Squirrel vocalizations recorded in the data are kuks, quaas and moans. 16 squirrels made multiple vocalizations during a sighting. Of these squirrels, 15 kukked and quaaed, and 1 quaaed and moaned.

## 10. What are the mean and median number of squirrel sightings per day?

In [12]:
# get the number of sightings for each date
q1 = "DROP TABLE IF EXISTS sightings_by_date"
q2 = """CREATE TEMP TABLE sightings_by_date AS
SELECT 
    Date, 
    COUNT(*) AS Number_of_Sightings 
FROM squirrel_data
GROUP BY Date
ORDER BY Number_of_Sightings"""
c.execute(q1)
c.execute(q2)

# get the average sightings per day
q3 = """SELECT ROUND(AVG(Number_of_Sightings), 2) 
FROM sightings_by_date"""
mean = c.execute(q3).fetchone()[0]
print(f'Average daily squirrel sightings: {mean}')
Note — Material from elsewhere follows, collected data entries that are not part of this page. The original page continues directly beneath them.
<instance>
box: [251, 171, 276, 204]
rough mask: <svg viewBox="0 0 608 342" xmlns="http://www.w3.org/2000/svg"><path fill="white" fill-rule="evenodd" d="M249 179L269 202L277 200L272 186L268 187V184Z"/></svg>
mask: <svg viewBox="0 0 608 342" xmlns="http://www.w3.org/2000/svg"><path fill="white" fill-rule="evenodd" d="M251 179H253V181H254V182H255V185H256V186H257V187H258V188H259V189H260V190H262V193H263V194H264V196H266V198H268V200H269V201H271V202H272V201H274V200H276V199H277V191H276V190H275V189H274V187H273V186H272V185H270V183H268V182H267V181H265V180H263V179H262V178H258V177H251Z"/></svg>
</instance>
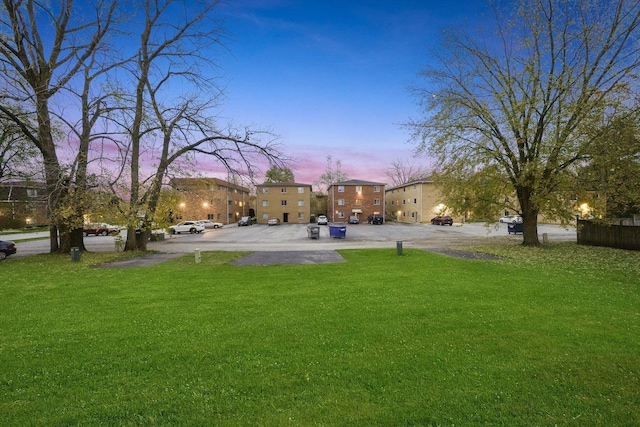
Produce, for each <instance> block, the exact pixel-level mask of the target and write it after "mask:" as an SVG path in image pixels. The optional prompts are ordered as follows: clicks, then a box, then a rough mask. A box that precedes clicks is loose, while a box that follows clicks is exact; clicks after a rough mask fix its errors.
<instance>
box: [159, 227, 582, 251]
mask: <svg viewBox="0 0 640 427" xmlns="http://www.w3.org/2000/svg"><path fill="white" fill-rule="evenodd" d="M340 226H344V227H346V236H345V238H344V239H338V238H332V237H329V227H328V226H325V225H322V226H319V227H320V238H319V239H309V238H308V234H307V225H306V224H281V225H277V226H267V225H252V226H249V227H237V226H236V225H235V224H231V225H228V226H225V227H224V228H221V229H217V230H207V231H206V232H205V233H203V234H196V235H174V236H169V237H168V239H166V240H165V241H163V242H150V243H149V248H150V249H157V250H162V251H172V252H190V251H192V250H194V248H198V249H200V250H248V251H283V250H286V251H292V250H334V249H356V248H384V247H396V244H397V242H398V241H402V244H403V246H404V247H417V248H442V247H451V246H460V245H468V244H483V243H487V244H488V243H493V242H497V241H499V242H510V241H512V242H514V243H518V242H521V241H522V236H521V235H514V234H511V235H509V234H508V233H507V224H491V225H489V226H488V227H487V226H485V224H481V223H468V224H464V225H461V224H454V225H453V226H437V225H430V224H411V225H409V224H397V223H387V224H383V225H370V224H357V225H345V224H340ZM538 232H539V234H540V239H541V240H542V235H543V234H546V235H547V238H548V240H549V241H568V240H574V241H575V239H576V231H575V228H574V227H570V228H567V229H565V228H563V227H560V226H558V225H547V224H541V225H539V227H538Z"/></svg>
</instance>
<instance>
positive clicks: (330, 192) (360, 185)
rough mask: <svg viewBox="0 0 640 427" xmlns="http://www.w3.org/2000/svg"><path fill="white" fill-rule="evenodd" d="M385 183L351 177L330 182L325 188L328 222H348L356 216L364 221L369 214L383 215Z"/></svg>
mask: <svg viewBox="0 0 640 427" xmlns="http://www.w3.org/2000/svg"><path fill="white" fill-rule="evenodd" d="M384 187H385V184H382V183H379V182H370V181H361V180H357V179H352V180H348V181H343V182H336V183H335V184H331V185H330V186H329V188H328V189H327V193H328V199H327V211H328V215H327V216H328V218H329V221H330V222H335V223H340V222H348V221H349V217H350V216H357V217H358V218H359V219H360V222H366V221H367V218H368V217H369V216H370V215H382V216H384V215H385V205H384V197H385V191H384Z"/></svg>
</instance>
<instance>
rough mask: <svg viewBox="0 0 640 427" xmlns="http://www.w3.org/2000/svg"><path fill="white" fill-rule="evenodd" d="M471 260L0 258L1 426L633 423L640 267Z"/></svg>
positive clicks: (638, 408)
mask: <svg viewBox="0 0 640 427" xmlns="http://www.w3.org/2000/svg"><path fill="white" fill-rule="evenodd" d="M479 249H480V250H482V251H484V252H490V253H494V254H497V255H501V256H503V257H504V259H503V260H500V261H481V260H464V259H454V258H449V257H446V256H443V255H437V254H431V253H427V252H423V251H419V250H411V249H405V250H404V255H403V256H397V255H396V252H395V250H389V249H380V250H345V251H341V252H340V253H341V254H342V255H343V257H344V258H345V259H346V262H344V263H338V264H324V265H285V266H244V267H239V266H232V265H229V261H231V260H232V259H234V258H237V257H238V256H240V255H241V254H240V253H229V252H209V253H204V254H203V258H202V263H201V264H195V263H194V262H193V256H185V257H183V258H178V259H175V260H172V261H168V262H166V263H163V264H160V265H157V266H153V267H145V268H129V269H95V268H92V265H93V264H96V263H100V262H106V261H109V260H111V259H114V258H115V257H118V256H123V255H122V254H120V255H118V254H83V257H82V261H81V262H80V263H72V262H71V261H70V260H69V257H68V256H64V257H60V256H53V255H41V256H34V257H27V258H16V259H7V260H6V261H3V262H2V263H0V278H1V283H0V425H3V426H24V425H46V426H51V425H217V426H218V425H223V426H224V425H263V426H272V425H276V426H280V425H340V426H375V425H379V426H391V425H411V426H416V425H429V426H431V425H434V426H435V425H442V426H452V425H456V426H477V425H491V426H497V425H504V426H534V425H538V426H552V425H562V426H587V425H588V426H592V425H601V426H632V425H640V253H634V252H626V251H618V250H612V249H606V248H591V247H582V246H577V245H575V244H554V245H550V246H547V247H545V248H543V249H540V248H524V247H520V246H508V247H485V248H479ZM125 256H126V255H125Z"/></svg>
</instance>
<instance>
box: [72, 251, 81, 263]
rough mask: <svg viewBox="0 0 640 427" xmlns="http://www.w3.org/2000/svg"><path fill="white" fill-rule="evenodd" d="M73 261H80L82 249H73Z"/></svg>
mask: <svg viewBox="0 0 640 427" xmlns="http://www.w3.org/2000/svg"><path fill="white" fill-rule="evenodd" d="M71 261H73V262H78V261H80V248H71Z"/></svg>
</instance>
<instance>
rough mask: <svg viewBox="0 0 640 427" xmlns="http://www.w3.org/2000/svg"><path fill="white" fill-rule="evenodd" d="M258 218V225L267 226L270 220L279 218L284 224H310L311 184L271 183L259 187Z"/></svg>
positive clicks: (284, 182) (257, 190)
mask: <svg viewBox="0 0 640 427" xmlns="http://www.w3.org/2000/svg"><path fill="white" fill-rule="evenodd" d="M256 218H257V222H258V224H266V223H267V222H268V221H269V218H278V219H280V221H281V222H283V223H296V224H307V223H309V222H310V221H311V184H300V183H296V182H269V183H264V184H260V185H258V186H257V187H256Z"/></svg>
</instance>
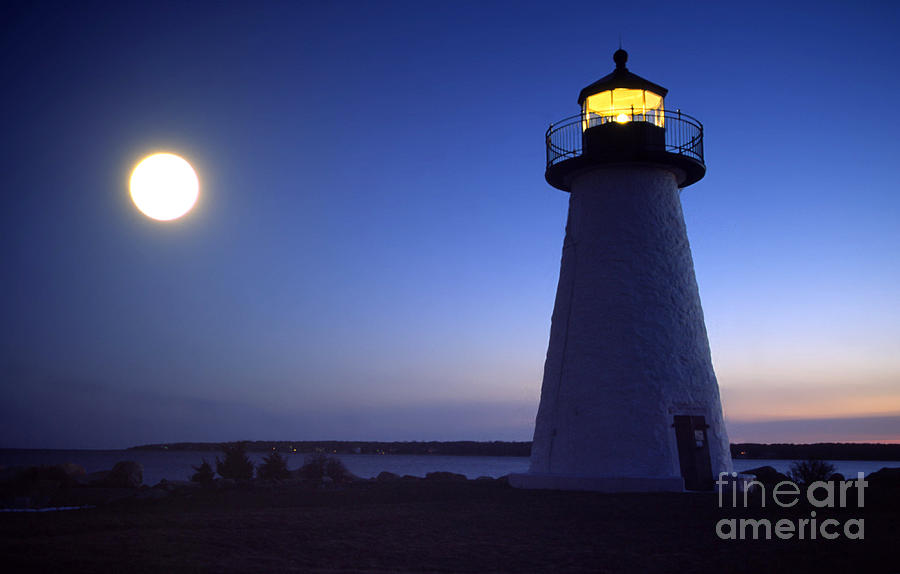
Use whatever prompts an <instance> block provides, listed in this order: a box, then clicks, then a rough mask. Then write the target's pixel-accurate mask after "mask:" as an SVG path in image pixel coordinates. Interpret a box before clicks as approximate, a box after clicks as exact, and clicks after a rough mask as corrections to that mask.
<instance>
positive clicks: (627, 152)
mask: <svg viewBox="0 0 900 574" xmlns="http://www.w3.org/2000/svg"><path fill="white" fill-rule="evenodd" d="M613 60H614V61H615V64H616V67H615V70H613V71H612V73H610V74H608V75H607V76H604V77H603V78H601V79H600V80H598V81H596V82H594V83H592V84H591V85H589V86H587V87H586V88H584V89H583V90H582V91H581V93H580V95H579V96H578V104H579V106H580V107H581V111H580V112H579V113H578V114H577V115H575V116H572V117H570V118H567V119H565V120H562V121H560V122H557V123H555V124H551V126H550V128H549V129H548V130H547V133H546V145H547V165H546V172H545V178H546V180H547V182H548V183H549V184H550V185H552V186H553V187H555V188H557V189H560V190H562V191H566V192H568V193H569V212H568V220H567V222H566V235H565V240H564V242H563V249H562V263H561V266H560V273H559V284H558V287H557V292H556V303H555V305H554V308H553V316H552V320H551V327H550V343H549V346H548V350H547V358H546V362H545V364H544V378H543V384H542V387H541V401H540V406H539V408H538V413H537V417H536V421H535V429H534V442H533V443H532V448H531V460H530V467H529V471H528V472H527V473H523V474H516V475H512V476H511V477H510V483H511V484H512V485H513V486H516V487H519V488H549V489H561V490H596V491H609V492H649V491H682V490H711V489H712V488H713V481H714V479H715V477H716V476H717V475H718V474H719V473H720V472H731V470H732V465H731V455H730V451H729V443H728V436H727V435H726V432H725V425H724V421H723V415H722V404H721V400H720V398H719V388H718V383H717V381H716V376H715V373H714V371H713V366H712V360H711V357H710V350H709V341H708V338H707V334H706V325H705V324H704V320H703V311H702V309H701V306H700V293H699V290H698V288H697V280H696V277H695V275H694V264H693V259H692V257H691V249H690V245H689V244H688V238H687V232H686V229H685V223H684V216H683V214H682V207H681V197H680V193H681V191H682V190H683V189H684V188H685V187H687V186H689V185H691V184H694V183H696V182H698V181H699V180H700V179H702V178H703V176H704V175H705V173H706V165H705V163H704V161H703V126H702V124H701V123H700V122H699V121H698V120H696V119H695V118H693V117H691V116H689V115H687V114H685V113H682V112H681V111H680V110H677V111H672V110H671V109H670V108H667V107H666V105H665V98H666V95H667V90H666V89H665V88H663V87H662V86H660V85H658V84H654V83H653V82H650V81H648V80H645V79H644V78H641V77H640V76H637V75H635V74H634V73H632V72H631V71H629V70H628V68H627V66H626V63H627V60H628V54H627V53H626V52H625V51H624V50H622V49H619V50H618V51H616V52H615V54H614V55H613Z"/></svg>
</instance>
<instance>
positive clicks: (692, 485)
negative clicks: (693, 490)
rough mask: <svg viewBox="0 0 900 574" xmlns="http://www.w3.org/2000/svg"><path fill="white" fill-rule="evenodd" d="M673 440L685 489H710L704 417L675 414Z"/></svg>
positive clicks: (712, 486) (708, 452)
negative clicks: (673, 440) (677, 455)
mask: <svg viewBox="0 0 900 574" xmlns="http://www.w3.org/2000/svg"><path fill="white" fill-rule="evenodd" d="M672 426H674V427H675V440H676V442H677V443H678V460H679V462H680V463H681V476H682V478H684V488H685V490H712V488H713V476H712V465H711V464H710V462H709V441H708V440H707V437H706V429H708V428H709V425H708V424H706V419H704V418H703V417H702V416H690V415H675V424H673V425H672Z"/></svg>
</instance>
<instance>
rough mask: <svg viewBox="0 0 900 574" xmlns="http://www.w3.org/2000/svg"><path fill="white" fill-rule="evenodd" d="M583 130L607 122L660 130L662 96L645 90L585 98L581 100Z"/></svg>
mask: <svg viewBox="0 0 900 574" xmlns="http://www.w3.org/2000/svg"><path fill="white" fill-rule="evenodd" d="M582 111H583V113H584V118H583V121H582V123H583V128H584V129H587V128H589V127H593V126H595V125H600V124H605V123H607V122H619V123H625V122H629V121H643V122H650V123H652V124H654V125H657V126H659V127H664V124H665V110H664V106H663V97H662V96H660V95H659V94H656V93H654V92H651V91H648V90H637V89H632V88H615V89H612V90H606V91H605V92H599V93H597V94H594V95H592V96H588V97H587V99H585V100H584V109H583V110H582Z"/></svg>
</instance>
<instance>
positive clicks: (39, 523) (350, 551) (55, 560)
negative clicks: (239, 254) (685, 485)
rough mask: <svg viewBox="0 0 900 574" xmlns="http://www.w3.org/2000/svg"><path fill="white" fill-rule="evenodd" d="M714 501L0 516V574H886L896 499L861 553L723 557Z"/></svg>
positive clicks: (160, 507)
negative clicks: (744, 572)
mask: <svg viewBox="0 0 900 574" xmlns="http://www.w3.org/2000/svg"><path fill="white" fill-rule="evenodd" d="M809 510H810V509H809V508H796V509H791V510H785V509H778V511H772V510H771V508H767V509H760V508H750V509H741V510H739V511H735V510H732V509H727V508H726V509H719V508H718V505H717V497H716V496H715V495H714V494H616V495H611V494H596V493H577V492H576V493H573V492H568V493H567V492H548V491H531V492H529V491H520V490H514V489H510V488H508V487H504V486H502V485H500V484H497V483H493V482H487V483H481V482H475V481H469V482H446V483H441V482H427V481H422V482H400V483H374V482H369V483H360V484H353V485H350V486H347V487H344V488H341V489H332V490H316V489H310V488H304V487H297V486H293V487H272V488H268V489H260V488H258V487H257V488H254V489H243V490H242V489H234V490H227V491H195V492H192V493H186V492H182V493H180V494H174V495H172V496H170V497H169V498H165V499H162V500H143V501H139V500H130V501H123V502H119V503H117V504H113V505H109V506H105V507H101V508H96V509H92V510H79V511H67V512H54V513H43V514H11V513H10V514H0V556H2V570H3V571H4V572H13V571H15V572H22V571H28V572H37V571H45V572H67V573H70V572H250V571H257V572H285V571H294V572H753V573H755V574H759V573H762V572H792V573H796V572H897V571H900V559H898V558H897V553H896V552H897V547H898V543H900V526H898V519H900V512H898V511H900V497H898V496H897V494H896V493H895V491H892V492H891V494H890V495H888V494H887V493H885V492H881V493H876V492H871V493H867V498H866V506H865V508H864V509H862V510H860V509H856V508H852V509H849V510H844V511H841V510H829V509H819V512H818V515H819V516H820V517H821V518H827V517H834V518H837V519H839V520H841V521H843V520H845V519H847V518H864V519H865V540H861V541H860V540H846V539H845V538H844V537H843V536H841V538H840V539H838V540H834V541H829V540H821V539H819V540H796V539H794V540H788V541H782V540H772V541H766V540H760V541H750V540H745V541H740V540H736V541H723V540H720V539H719V538H718V537H717V536H716V533H715V525H716V522H717V521H718V520H719V519H720V518H731V517H740V516H745V517H752V518H763V517H769V518H773V519H775V518H783V517H795V518H796V517H808V516H809Z"/></svg>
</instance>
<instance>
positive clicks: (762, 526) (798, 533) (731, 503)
mask: <svg viewBox="0 0 900 574" xmlns="http://www.w3.org/2000/svg"><path fill="white" fill-rule="evenodd" d="M868 485H869V483H868V482H866V480H865V479H864V478H863V473H861V472H859V473H857V479H856V480H842V481H836V480H833V481H822V480H819V481H816V482H813V483H810V484H809V486H807V488H806V491H805V493H804V491H803V489H801V488H800V486H799V485H798V484H797V483H796V482H793V481H790V480H784V481H781V482H779V483H777V484H775V485H774V486H771V485H770V487H769V492H766V486H765V485H764V484H762V483H761V482H759V481H757V480H748V479H744V478H743V477H738V474H737V473H736V472H732V473H731V475H730V476H729V473H726V472H722V473H719V478H718V480H716V490H717V491H718V494H719V508H748V497H749V495H751V494H752V495H753V497H754V500H755V499H756V498H757V494H758V495H760V496H759V500H760V501H761V504H760V505H759V506H760V507H761V508H765V507H766V500H767V499H770V500H771V501H772V502H774V504H775V505H776V506H777V507H780V508H792V507H794V506H796V505H797V504H798V503H799V502H800V501H801V500H803V499H805V500H806V502H808V503H809V505H810V506H811V507H813V508H817V509H834V508H859V509H861V508H863V507H864V506H865V489H866V487H867V486H868ZM729 494H730V498H731V500H728V495H729ZM729 502H730V503H731V504H730V506H728V505H727V503H729ZM820 512H821V513H822V514H820ZM824 512H826V511H821V510H819V511H817V510H810V512H809V515H808V517H803V518H787V517H785V518H778V519H769V518H758V519H757V518H722V519H721V520H719V521H718V522H717V523H716V535H718V537H719V538H721V539H722V540H772V539H773V537H774V538H780V539H782V540H790V539H795V540H816V539H825V540H836V539H838V538H841V537H843V538H846V539H849V540H863V539H864V538H865V521H864V520H863V519H862V518H849V519H846V520H843V521H840V520H837V519H835V518H828V517H826V516H825V515H824Z"/></svg>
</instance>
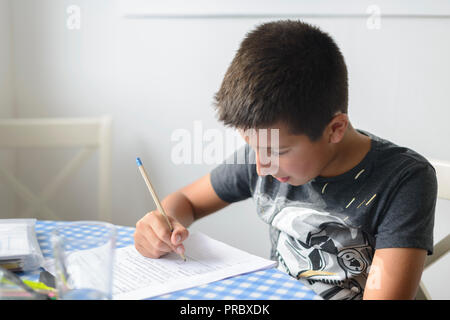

# get the median sightings per day
# (SQLite doesn't have a median function, so we're doing this the hard way)
q4 = """SELECT ROUND(AVG(Number_of_Sightings), 2)
FROM (SELECT Number_of_Sightings
    FROM sightings_by_date
    LIMIT 2 - (SELECT COUNT(*) FROM sightings_by_date) % 2
    OFFSET (SELECT (COUNT(*) - 1) / 2 
        FROM sightings_by_date))"""
median = c.execute(q4).fetchone()[0]
print(f'Median daily squirrel sightings: {median}')

Average daily squirrel sightings: 274.82
Median daily squirrel sightings: 285.0


On the days that squirrel sightings were recorded, 274.82 squirrels were seen on average. The median number of daily squirrel sightings was 285.